I am just re-using record in wheel files so I can implement a verify function 
someday. Pay no attention to this backward-compatible change. You can use the 
checksum you prefer, and if it does not begin with hashfunc= then you know it's 
an md5.

No discussion about adding provides-extra and the reserved extra names for 
python setup.py test?
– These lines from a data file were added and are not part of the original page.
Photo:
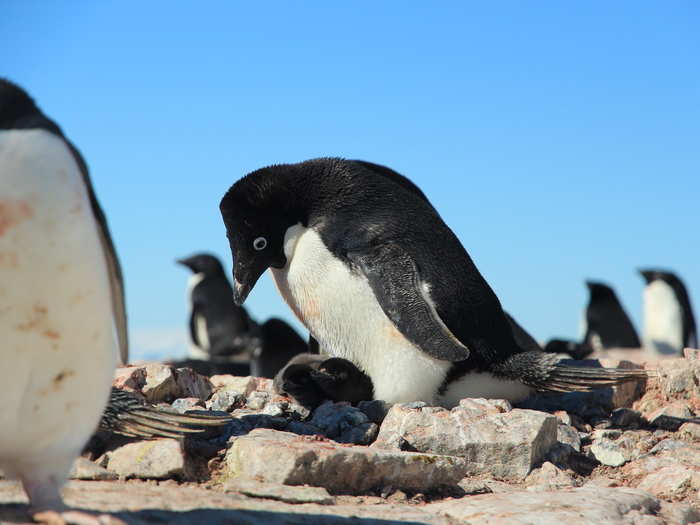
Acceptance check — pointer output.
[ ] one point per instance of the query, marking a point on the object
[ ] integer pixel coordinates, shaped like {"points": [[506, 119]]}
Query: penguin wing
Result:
{"points": [[116, 279], [395, 281]]}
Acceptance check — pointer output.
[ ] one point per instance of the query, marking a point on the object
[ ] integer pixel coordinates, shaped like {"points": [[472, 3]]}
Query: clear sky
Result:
{"points": [[559, 140]]}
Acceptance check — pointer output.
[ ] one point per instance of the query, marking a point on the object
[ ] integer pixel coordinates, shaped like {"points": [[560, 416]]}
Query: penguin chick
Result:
{"points": [[368, 266], [669, 322], [63, 318], [128, 416], [312, 379], [219, 329], [280, 343]]}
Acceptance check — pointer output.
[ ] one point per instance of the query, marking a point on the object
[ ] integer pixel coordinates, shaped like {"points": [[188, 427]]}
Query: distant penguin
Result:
{"points": [[219, 329], [63, 320], [669, 323], [369, 267], [607, 323], [280, 343]]}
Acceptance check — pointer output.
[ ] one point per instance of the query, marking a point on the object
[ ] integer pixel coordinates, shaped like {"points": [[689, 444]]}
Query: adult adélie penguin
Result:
{"points": [[369, 267], [62, 320]]}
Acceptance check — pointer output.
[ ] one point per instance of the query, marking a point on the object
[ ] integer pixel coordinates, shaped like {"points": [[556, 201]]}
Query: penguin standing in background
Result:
{"points": [[219, 329], [369, 267], [607, 324], [63, 319], [669, 323]]}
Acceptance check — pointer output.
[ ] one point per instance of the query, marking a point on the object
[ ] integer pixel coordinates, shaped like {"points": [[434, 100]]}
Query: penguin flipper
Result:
{"points": [[395, 281]]}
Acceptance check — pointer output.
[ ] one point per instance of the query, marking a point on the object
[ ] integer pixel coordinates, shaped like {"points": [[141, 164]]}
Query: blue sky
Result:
{"points": [[559, 140]]}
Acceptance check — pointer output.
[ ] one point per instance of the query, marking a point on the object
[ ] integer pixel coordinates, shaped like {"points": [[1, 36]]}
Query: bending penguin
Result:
{"points": [[669, 323], [369, 267], [63, 317]]}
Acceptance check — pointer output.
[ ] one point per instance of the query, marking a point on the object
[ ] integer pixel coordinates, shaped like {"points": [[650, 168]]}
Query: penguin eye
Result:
{"points": [[259, 243]]}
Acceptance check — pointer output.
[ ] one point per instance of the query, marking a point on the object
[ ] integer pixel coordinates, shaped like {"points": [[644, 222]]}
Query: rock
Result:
{"points": [[83, 468], [244, 385], [690, 431], [130, 378], [226, 400], [191, 384], [344, 423], [183, 404], [569, 436], [496, 440], [548, 477], [691, 353], [286, 493], [670, 482], [585, 506], [282, 457], [154, 459], [375, 410], [257, 400], [608, 453], [671, 416], [626, 418], [160, 383]]}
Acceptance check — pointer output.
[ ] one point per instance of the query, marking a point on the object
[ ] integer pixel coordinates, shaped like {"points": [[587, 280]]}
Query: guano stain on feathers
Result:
{"points": [[12, 212]]}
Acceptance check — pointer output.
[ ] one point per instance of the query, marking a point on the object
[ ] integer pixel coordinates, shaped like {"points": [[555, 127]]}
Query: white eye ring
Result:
{"points": [[260, 243]]}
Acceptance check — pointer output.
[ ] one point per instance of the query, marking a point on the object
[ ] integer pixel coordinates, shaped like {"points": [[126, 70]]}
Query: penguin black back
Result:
{"points": [[607, 323]]}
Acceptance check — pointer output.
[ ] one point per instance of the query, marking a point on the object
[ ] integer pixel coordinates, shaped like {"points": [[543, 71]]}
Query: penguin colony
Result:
{"points": [[395, 307], [63, 317]]}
How about that the environment markers spec says you can 
use == but (naked version number) (4.0) is the only example given for "exactly 
this version"?

And why is pkg-info called metadata now anyway?

Daniel Holth

On Jul 3, 2012, at 11:10 AM, Éric Araujo <[email protected]> wrote:

> Le 03/07/2012 10:53, Tarek Ziadé a écrit :
>> On 7/3/12 4:32 PM, PJ Eby wrote:
>>> No, because that's not what the RECORD hashes are for.  It's not an
>>> intrusion detection system, it's an installer conflict and "oops I
>>> edited the wrong file" checker.
>>> 
>>> People who are upset because md5 is low security are correctly
>>> understanding that this system *provides no security*.  We are not
>>> promising ANY security, so *not* using a secure hash is actually
>>> preferable.  The goal is data integrity against accidental overwrite
>>> by dumb installer tools (e.g. distutils) and accidental edits, not
>>> security against malicious tampering.
> 
> Exactly.  Promises of false security do not help users.
> 
>> Yeah I don't really understand this debate over md5 hashes here. I
>> suggest that we emphasis in PEP 376 the fact that the sole purpose is to
>> have a checksum.
> 
> Putting that on my list of editions for the PEPs!